Fermi LAT Gamma-ray pulsar search "FGRP2" - shorter tasks

Bernd Machenschalk
Bernd Machenschalk
Moderator
Administrator
Joined: 15 Oct 04
Posts: 3,938
Credit: 199,766,723
RAC: 47,546
Topic 197181

We found that due to problems with our validator we need to re-run ~200k old, shorter FGRP2 tasks. We are currently manually mixing these between the new, longer ones. These are all from data files below LATeah0030 and the WU names end in "_RERUN".

BM

BM

Gary Roberts
Gary Roberts
Moderator
Joined: 9 Feb 05
Posts: 5,205
Credit: 43,113,378,263
RAC: 45,140,514

Fermi LAT Gamma-ray pulsar search "FGRP2" - shorter tasks

Quote:
... These are all from data files below LATeah0030 ...


Hi Bernd,

I notice we have now gone above the LATeah0030 you mentioned, so I guess there must be more needed than you originally thought. Can you please give an indication of the new upper limit for these "_RERUN" jobs?

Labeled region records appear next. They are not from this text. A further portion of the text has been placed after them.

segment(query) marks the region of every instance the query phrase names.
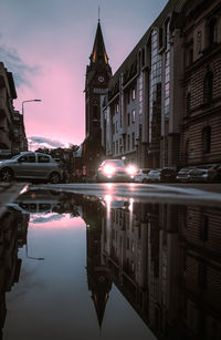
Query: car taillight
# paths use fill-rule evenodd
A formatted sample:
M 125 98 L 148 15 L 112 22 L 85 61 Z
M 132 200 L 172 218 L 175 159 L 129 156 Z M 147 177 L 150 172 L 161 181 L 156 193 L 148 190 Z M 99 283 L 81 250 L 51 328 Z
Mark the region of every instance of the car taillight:
M 135 176 L 138 172 L 137 166 L 135 165 L 128 165 L 126 168 L 127 174 L 129 174 L 130 176 Z
M 115 173 L 115 167 L 113 165 L 105 165 L 103 168 L 105 175 L 113 175 Z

As you may recall, we had a discussion about the file sizes of all the skygrids - particularly the very large ones at the time that LATeah0023 and LATeah0024 data was being crunched initially. Recently, there have been a lot of "_RERUN" tasks for these. Those started tapering off a little some days ago and I'm now seeing reruns for the range 0026 to 0029 as well. I thought that rerun tasks might be just about finished. However, this morning, I'm seeing reruns for 0031 and 0032 so I'm interested to find out how many more of these there are and where the new upper limit for LATeah00xx might be?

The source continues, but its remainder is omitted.